I feel like the model making a memory file to store context is more than a gimmick, no?

make3 · 2025-05-22T21:18:44 1747948724

the increases are not as fast, but they're still there. the models are already exceptionally strong, I'm not sure that basic questions can capture differences very well

hsn915 · 2025-05-22T21:35:01 1747949701

Hence, "plateau"

j_maffe · 2025-05-22T21:41:19 1747950079

"plateau" in the sense that your tests are not capturing the improvements. If your usage isn't using its new capabilities then for you then effectively nothing changed, yes.

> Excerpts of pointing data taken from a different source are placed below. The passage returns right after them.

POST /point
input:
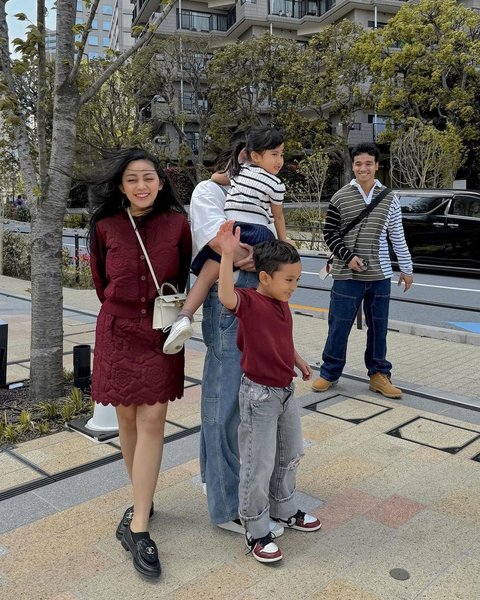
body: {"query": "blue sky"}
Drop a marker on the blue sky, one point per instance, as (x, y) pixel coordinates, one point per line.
(29, 7)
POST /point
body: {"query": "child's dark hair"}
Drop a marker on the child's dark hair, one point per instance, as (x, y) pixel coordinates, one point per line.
(366, 148)
(269, 256)
(258, 140)
(105, 196)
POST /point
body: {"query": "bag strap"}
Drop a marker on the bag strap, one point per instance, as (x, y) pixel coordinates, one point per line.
(144, 251)
(365, 212)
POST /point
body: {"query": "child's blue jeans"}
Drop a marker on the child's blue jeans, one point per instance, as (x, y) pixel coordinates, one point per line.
(270, 442)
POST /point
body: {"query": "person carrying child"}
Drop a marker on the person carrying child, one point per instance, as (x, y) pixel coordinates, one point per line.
(269, 435)
(255, 202)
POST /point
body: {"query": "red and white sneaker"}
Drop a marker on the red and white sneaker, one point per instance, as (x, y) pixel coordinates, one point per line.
(263, 549)
(301, 521)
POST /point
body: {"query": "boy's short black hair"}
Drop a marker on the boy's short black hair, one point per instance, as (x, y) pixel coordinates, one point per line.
(269, 256)
(366, 148)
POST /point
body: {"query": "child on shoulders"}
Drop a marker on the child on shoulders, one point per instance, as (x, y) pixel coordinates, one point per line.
(255, 201)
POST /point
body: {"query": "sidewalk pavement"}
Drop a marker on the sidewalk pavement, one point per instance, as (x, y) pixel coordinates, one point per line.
(396, 484)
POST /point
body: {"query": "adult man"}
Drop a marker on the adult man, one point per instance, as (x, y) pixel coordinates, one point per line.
(362, 271)
(219, 456)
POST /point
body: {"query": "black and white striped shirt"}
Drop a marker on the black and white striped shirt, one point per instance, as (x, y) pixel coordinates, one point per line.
(368, 239)
(251, 194)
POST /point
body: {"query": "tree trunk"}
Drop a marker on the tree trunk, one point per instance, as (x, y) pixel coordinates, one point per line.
(347, 159)
(46, 351)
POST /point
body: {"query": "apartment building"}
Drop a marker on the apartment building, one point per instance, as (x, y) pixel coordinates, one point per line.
(232, 20)
(111, 27)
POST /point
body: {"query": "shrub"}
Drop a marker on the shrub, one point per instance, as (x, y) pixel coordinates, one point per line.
(17, 250)
(16, 255)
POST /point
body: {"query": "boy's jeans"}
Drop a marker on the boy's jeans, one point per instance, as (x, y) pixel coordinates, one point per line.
(219, 461)
(271, 444)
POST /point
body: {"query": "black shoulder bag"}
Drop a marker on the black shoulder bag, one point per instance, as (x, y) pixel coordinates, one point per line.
(343, 232)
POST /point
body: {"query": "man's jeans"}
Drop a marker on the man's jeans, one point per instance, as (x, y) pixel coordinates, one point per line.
(271, 444)
(219, 459)
(345, 301)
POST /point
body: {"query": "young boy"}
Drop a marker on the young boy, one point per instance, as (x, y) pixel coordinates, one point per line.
(269, 435)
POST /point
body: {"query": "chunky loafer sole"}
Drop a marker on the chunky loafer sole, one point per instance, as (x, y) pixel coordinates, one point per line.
(144, 555)
(126, 520)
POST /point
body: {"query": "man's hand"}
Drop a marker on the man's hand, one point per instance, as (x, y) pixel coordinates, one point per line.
(356, 264)
(303, 366)
(407, 280)
(228, 240)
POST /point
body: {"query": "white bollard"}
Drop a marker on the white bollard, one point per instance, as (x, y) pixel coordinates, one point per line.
(104, 418)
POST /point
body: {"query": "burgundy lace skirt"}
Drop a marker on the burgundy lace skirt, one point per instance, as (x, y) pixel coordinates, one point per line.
(129, 366)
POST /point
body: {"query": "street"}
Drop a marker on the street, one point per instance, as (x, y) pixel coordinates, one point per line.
(432, 287)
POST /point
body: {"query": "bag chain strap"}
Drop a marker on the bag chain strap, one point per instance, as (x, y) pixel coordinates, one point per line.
(144, 251)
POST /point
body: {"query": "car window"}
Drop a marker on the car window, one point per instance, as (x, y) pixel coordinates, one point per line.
(465, 206)
(420, 204)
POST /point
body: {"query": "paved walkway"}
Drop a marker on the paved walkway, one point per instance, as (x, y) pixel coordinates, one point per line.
(395, 483)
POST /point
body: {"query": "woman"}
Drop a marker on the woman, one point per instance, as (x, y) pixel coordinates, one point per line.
(130, 370)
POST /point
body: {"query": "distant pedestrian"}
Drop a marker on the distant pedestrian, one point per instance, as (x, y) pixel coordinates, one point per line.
(362, 270)
(254, 200)
(270, 434)
(130, 371)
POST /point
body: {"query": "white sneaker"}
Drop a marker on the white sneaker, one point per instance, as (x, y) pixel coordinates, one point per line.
(236, 526)
(180, 332)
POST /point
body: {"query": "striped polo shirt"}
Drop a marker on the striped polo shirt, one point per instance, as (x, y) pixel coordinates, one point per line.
(251, 194)
(368, 239)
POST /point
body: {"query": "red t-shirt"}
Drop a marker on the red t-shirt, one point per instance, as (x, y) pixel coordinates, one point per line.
(265, 338)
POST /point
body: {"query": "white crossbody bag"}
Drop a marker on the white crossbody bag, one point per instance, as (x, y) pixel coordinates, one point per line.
(167, 306)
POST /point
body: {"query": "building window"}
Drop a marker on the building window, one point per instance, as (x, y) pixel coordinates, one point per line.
(371, 24)
(193, 139)
(379, 123)
(193, 20)
(192, 103)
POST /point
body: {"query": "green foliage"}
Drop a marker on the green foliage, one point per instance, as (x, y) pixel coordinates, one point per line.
(17, 213)
(17, 261)
(262, 85)
(67, 375)
(49, 409)
(425, 65)
(43, 427)
(76, 221)
(68, 411)
(77, 399)
(10, 433)
(16, 255)
(423, 157)
(25, 420)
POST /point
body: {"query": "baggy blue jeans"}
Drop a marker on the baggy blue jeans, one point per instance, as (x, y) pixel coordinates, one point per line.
(345, 300)
(271, 444)
(219, 458)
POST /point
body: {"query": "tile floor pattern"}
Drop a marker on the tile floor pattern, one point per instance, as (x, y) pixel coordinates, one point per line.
(385, 503)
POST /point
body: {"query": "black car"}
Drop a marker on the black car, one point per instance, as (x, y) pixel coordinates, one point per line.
(442, 228)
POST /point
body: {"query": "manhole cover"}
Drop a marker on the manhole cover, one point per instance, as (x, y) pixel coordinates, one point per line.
(400, 574)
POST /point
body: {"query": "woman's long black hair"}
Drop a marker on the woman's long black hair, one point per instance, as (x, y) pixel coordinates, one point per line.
(105, 197)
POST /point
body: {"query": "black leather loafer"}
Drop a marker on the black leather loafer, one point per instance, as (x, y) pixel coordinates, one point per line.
(144, 554)
(126, 520)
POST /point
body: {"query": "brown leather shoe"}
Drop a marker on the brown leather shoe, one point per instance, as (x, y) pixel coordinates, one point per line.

rxtexit · 2025-05-23T11:10:24 1747998624

"I don't have anything to ask the model, so the model hasn't improved"

Brilliant!

I am pretty much ready to be done talking to human idiots on the internet. It is just so boring after talking to these models.

neal_ · 2025-05-23T11:41:19 1748000479

make3 · 2025-05-23T02:47:44 1747968464

plateau means stopped

camdenreslink · 2025-05-23T12:39:19 1748003959

It could mean improving more and more slowly all the time, approaching an asymptote.